Ryano misrepresents Objectivism, perhaps wilfully. A more accurate, based on what Ayn Rand actually wrote, rendition of the analogy is:

  1. Milk exists but not in a readily usable form (i.e. the cheese triangle). (Analogous to Rand's assertion that your life is given to you but it is up to you to maintain it)
  2. The goal of life is to produce as many cheese triangles as possible, and trade them for other dairy products such as yogurt. (Analogous to Rand's assertion that man's survival depends on his ability and freedom to exercise his productive ability and control the results thereof. Read anything that Rand wrote, it's all about productivity being the highest goal, not consumption as Ryano claims).
  3. Any action anyone takes to prevent you from producing, trading or consuming your own cheese triangles, or any other dairy product you have received in exchange for your triangles is, punishable by force up to and including the amount of force that person attempted to use against you. (See Atlas Shrugged, in which Rand's characters learn to deal with people by their ethical system, i.e. use force only against people who use force against you).
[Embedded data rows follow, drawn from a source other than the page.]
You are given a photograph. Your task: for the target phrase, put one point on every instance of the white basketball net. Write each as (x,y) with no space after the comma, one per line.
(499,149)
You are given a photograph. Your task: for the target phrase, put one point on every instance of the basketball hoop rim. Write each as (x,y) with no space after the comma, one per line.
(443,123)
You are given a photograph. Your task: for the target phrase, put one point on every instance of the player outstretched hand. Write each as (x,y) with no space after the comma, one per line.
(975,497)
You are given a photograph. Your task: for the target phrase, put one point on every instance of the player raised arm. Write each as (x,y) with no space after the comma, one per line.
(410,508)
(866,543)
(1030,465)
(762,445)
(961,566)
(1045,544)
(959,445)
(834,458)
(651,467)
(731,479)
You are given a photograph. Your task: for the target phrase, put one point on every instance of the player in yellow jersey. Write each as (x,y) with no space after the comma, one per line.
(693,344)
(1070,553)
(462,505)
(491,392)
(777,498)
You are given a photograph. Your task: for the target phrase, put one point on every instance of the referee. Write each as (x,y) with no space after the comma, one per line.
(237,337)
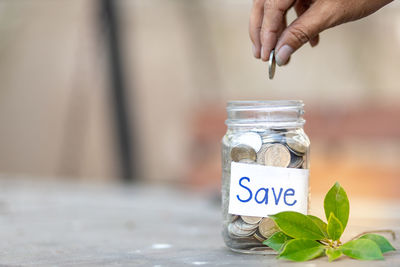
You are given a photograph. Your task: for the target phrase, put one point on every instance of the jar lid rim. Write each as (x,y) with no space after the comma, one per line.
(264,104)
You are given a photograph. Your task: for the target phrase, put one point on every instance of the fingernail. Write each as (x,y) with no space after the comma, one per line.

  4. If you can get somebody stupid to give you two cheese triangles for one of yours, then repeatedly perform the swap until he has one cheese triangle left. Then try and persuade him to give you his last triangle. There is nothing wrong in doing this because he is an adult and responsible for his own decisions, however bad they may be. (See point 1).

Whether you agree or disagree that this is the way to live your life is irrelevant; Ryano's analogy is a bad one because it does not accurately represent the concepts it is trying to communicate. See critique of objectivism.